Last updated on：a year ago

SVM is usually mentioned in Machine Learning. But sometimes I still get confused that how it relates to ML.

# Definition

In machine learning, support vector machines/SVMs are supervised learning models with associated learning algorithms that analyse data for classification and regression analysis.

It follows the idea, Input vectors are non-linearly mapped to a very high-dimension feature space

Also, the neural network is a learning model of machine learning. Different learning models with a different cost function, characteristics, application.

Support vector machine is a large margin classifier.

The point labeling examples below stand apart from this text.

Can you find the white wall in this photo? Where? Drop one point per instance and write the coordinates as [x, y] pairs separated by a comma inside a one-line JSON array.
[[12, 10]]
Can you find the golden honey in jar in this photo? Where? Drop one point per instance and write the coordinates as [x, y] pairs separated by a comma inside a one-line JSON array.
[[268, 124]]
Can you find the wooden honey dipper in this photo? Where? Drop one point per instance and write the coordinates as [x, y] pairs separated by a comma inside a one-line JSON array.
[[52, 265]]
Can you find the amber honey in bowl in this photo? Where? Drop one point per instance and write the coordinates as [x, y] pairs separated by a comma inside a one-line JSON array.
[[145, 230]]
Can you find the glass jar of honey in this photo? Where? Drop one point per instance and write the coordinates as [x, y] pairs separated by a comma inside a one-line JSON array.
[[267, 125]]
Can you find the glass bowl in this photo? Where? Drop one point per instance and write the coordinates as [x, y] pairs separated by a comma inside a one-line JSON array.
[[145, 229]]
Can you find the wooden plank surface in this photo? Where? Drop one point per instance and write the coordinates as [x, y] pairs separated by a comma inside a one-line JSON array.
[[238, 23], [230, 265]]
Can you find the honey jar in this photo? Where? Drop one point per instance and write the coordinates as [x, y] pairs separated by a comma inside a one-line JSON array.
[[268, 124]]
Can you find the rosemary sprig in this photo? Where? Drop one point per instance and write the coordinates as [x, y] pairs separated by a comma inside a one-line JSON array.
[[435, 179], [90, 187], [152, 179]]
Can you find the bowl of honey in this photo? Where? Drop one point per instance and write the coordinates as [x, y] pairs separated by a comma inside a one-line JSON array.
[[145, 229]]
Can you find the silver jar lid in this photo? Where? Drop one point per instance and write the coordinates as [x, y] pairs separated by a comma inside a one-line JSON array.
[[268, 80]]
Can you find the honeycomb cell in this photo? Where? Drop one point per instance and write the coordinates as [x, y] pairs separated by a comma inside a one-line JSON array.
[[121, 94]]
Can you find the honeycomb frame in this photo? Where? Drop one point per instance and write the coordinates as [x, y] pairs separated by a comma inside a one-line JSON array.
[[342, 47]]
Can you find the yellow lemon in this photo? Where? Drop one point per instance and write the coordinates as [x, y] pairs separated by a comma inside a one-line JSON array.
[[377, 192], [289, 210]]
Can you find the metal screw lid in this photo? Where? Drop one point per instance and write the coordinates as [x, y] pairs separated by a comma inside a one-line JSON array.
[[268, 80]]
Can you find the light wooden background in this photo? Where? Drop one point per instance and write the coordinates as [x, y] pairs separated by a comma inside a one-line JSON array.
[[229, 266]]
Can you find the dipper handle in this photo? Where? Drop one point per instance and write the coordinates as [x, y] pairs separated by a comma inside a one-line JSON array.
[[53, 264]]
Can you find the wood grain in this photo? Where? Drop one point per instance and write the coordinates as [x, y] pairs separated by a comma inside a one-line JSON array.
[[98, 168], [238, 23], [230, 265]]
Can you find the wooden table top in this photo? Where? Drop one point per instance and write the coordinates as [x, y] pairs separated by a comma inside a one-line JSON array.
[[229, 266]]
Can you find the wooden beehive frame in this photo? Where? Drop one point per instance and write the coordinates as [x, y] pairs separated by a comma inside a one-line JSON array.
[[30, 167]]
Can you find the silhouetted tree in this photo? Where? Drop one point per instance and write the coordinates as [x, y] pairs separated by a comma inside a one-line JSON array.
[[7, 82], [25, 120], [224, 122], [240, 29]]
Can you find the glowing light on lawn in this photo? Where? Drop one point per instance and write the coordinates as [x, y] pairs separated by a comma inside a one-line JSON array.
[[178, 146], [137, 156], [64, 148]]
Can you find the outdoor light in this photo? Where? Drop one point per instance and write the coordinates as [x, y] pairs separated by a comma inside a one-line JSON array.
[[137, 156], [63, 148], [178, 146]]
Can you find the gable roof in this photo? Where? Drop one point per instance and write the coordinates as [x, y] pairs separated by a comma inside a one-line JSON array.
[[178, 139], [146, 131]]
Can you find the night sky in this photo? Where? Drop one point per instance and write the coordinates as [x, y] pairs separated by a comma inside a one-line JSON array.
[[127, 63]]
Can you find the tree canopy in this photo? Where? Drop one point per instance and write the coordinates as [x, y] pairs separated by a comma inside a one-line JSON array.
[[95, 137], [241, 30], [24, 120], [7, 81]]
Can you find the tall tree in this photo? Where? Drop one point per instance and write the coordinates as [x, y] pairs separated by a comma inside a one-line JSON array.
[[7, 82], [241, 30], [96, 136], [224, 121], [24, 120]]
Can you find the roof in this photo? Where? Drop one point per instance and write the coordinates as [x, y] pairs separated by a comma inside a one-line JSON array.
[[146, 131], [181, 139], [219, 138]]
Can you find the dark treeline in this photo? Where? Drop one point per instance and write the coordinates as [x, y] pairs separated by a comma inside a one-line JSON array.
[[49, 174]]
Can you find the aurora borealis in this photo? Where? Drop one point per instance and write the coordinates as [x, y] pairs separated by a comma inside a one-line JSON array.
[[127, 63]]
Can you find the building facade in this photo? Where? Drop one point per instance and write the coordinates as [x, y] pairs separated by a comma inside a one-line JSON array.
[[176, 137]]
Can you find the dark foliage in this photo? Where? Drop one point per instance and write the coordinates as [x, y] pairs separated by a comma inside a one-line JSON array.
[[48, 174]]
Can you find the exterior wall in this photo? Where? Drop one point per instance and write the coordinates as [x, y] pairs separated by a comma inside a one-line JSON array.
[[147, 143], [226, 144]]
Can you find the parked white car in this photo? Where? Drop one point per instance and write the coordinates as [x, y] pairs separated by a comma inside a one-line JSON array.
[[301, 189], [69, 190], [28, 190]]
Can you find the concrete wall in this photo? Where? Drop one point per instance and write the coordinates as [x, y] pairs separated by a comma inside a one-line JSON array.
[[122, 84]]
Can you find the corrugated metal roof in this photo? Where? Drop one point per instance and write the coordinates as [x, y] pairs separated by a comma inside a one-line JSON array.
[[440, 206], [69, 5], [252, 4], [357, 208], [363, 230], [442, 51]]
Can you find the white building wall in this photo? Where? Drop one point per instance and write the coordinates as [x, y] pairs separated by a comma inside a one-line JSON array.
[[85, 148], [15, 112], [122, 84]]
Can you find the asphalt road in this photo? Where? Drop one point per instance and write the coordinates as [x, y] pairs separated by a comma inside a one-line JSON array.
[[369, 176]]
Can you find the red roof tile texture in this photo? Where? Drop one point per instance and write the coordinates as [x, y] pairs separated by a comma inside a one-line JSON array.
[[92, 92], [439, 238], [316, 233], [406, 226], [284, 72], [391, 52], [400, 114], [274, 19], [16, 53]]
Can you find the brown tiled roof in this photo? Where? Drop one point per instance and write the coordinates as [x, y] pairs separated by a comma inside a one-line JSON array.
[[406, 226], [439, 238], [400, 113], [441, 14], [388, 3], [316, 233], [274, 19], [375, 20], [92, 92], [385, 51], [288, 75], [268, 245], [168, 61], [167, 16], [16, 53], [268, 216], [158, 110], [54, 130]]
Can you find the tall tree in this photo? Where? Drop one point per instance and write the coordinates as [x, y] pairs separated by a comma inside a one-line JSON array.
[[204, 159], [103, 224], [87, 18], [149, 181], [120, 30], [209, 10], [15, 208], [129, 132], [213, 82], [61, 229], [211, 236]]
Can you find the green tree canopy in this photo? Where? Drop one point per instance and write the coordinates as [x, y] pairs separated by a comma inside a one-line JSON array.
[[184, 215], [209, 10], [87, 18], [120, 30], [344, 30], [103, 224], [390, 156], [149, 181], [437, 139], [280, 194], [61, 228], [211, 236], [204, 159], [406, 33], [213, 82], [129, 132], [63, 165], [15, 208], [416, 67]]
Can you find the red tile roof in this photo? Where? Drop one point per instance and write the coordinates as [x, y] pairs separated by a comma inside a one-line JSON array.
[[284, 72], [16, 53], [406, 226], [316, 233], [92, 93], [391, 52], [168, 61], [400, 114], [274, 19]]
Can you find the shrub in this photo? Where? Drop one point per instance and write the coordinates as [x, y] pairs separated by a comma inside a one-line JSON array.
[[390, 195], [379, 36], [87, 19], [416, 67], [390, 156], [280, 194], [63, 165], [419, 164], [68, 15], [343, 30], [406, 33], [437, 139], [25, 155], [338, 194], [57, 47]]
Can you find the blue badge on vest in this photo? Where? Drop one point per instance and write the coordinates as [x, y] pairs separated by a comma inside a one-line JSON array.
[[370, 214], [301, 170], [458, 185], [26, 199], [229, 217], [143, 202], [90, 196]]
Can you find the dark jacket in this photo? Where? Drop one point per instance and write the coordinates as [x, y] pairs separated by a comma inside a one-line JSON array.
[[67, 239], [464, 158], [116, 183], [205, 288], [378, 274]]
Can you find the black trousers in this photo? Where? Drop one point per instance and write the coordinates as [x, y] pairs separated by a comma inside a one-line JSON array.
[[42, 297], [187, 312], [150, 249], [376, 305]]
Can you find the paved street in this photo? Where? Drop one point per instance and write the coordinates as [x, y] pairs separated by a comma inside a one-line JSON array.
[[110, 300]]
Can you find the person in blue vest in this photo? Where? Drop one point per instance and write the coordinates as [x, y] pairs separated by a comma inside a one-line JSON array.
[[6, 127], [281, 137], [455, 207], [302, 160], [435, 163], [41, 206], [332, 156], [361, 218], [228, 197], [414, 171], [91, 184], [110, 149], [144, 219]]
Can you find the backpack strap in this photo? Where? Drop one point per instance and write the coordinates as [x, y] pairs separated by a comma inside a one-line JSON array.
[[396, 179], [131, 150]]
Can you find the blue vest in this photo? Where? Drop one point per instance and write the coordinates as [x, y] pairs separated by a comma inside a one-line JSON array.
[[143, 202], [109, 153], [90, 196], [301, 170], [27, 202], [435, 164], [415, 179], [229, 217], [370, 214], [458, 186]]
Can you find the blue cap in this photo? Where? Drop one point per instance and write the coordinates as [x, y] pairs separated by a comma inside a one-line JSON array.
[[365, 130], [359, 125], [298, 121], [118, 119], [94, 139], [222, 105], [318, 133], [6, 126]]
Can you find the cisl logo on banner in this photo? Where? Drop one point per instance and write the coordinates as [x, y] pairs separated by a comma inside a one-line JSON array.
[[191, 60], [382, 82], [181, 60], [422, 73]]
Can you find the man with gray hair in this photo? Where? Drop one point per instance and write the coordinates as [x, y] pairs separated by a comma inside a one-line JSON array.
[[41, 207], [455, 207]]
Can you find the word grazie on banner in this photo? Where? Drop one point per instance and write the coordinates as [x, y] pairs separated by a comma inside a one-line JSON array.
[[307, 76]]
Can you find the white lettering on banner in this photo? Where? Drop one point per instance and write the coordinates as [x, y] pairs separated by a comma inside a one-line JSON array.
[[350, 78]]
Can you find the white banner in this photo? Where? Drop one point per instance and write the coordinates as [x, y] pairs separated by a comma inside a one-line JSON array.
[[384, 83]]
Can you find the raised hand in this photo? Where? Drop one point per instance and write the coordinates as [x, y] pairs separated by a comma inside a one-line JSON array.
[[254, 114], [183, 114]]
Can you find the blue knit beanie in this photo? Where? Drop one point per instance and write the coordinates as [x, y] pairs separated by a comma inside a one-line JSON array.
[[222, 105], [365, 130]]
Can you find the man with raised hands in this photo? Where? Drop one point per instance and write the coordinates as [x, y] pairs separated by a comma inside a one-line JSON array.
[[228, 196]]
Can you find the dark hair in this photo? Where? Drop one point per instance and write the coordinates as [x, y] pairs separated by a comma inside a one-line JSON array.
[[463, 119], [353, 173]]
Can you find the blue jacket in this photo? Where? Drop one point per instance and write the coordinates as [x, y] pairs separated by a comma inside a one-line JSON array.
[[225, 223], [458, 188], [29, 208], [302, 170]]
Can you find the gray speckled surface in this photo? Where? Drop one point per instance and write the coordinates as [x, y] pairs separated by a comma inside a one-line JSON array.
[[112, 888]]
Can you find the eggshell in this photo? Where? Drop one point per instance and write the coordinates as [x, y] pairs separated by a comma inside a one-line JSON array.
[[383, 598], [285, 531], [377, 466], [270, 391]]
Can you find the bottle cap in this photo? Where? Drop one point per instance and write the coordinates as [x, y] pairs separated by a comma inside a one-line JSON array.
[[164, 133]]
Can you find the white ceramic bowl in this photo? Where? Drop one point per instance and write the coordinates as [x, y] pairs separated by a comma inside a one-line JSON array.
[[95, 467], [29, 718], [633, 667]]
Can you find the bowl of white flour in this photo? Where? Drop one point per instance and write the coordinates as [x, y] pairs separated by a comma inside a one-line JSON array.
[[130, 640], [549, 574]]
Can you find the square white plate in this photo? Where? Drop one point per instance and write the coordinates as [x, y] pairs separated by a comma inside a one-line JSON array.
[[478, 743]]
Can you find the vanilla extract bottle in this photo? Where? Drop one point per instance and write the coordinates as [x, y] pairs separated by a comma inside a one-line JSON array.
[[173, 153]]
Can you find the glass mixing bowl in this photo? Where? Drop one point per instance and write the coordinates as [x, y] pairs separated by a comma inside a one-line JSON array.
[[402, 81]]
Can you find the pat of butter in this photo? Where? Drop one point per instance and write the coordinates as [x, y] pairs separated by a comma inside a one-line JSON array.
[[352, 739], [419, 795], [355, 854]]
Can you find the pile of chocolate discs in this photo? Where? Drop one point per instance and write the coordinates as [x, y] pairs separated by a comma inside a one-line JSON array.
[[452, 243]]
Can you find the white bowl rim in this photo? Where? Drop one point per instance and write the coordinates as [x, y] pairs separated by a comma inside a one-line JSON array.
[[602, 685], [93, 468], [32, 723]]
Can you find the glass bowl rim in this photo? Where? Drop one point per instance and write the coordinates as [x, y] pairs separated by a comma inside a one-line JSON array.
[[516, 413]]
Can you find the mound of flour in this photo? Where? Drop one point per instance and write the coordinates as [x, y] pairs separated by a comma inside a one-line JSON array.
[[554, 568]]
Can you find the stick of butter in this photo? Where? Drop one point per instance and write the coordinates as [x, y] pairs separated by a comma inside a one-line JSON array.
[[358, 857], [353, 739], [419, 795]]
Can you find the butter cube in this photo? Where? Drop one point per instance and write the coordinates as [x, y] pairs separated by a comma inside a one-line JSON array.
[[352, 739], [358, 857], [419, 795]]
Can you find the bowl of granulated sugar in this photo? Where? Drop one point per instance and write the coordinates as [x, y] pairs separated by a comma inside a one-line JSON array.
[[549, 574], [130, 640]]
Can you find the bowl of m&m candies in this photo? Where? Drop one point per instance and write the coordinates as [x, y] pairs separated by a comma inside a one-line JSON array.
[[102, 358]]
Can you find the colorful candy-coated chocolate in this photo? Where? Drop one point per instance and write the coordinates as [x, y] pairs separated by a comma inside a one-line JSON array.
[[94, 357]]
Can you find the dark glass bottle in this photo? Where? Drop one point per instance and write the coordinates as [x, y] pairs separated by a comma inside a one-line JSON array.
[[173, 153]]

A Support Vector Machine (SVM) performs classification by finding the hyperplane that maximizes the margin between the two classes. The vectors (cases) that define the hyperplane are the support vectors.

# SVM hypothesis

$$\min_\theta C \sum^{m}_{i=1} [y^{(i)} cost_1 (\theta^T x^{(i)}) + (1 - y^{(i)}) cost_0( \theta^T x^{(i)})] + \frac{1}{2} \sum^{n}_{i=1} \theta_j^2$$

## Need to specify

• Choice of parameter C
• Choice of kernel (similarity function)

For C, remember: if C is larger, $\theta$ or $\omega$ is larger, then the model is going to overfit

# Kernels

Adapt SVM to develop complex nonlinear classifier

$$f_i = \text{similarity} (x, l^{(i)}) = exp ( - \frac{|| x - l^{(i)}|| ^2}{2 \sigma ^2})$$

Superscript is still the level of layer.

## Kernel types

Linear kernel
$$\theta_0 + \theta_1 x_1 + … + \theta_n x_n \ge 0$$

Polynomial kernel

$$k(x,l) = (x^T l)^2, (x^T l)^3, (x^T l+1)^2, (x^T l + \text{constant})^{\text{degree}}$$
More esoteric

string k, chi-square k, histogram intersection k

# Logistic regression vs SVM

• If n is larger than m, use logistic regression or SVM without a kernel
With so many features, linear functions can fit very complicated non-linear function
• If n is small, m is intermediate
Use SVM with Gaussian kernel
• If n is small, m is large
Create/add more features, then use logistic regression or SVM without a kernel

Neural network likely to work well for most of these settings, but maybe slower to train.

# SVM in deep learning

Replace softmax by SVM.

Note that prediction using SVMs is exactly the same as using a softmax.

The only difference between softmax and multiclass SVMs is in their objectives parametrized by all of the weight matrices W. Soft- max layer minimizes cross-entropy or maximizes the log-likelihood, while SVMs simply try to find the maximum margin between data points of different classes.

## Multiclass problem

The dominant approach for doing so is to reduce the single multiclass problem into multiple binary classification problems.

Each two classes combination has a identical decision boundary.

# Reference

[1] Andrew NG, Machine learning

[4] Tang, Y., 2013. Deep learning using linear support vector machines. arXiv preprint arXiv:1306.0239.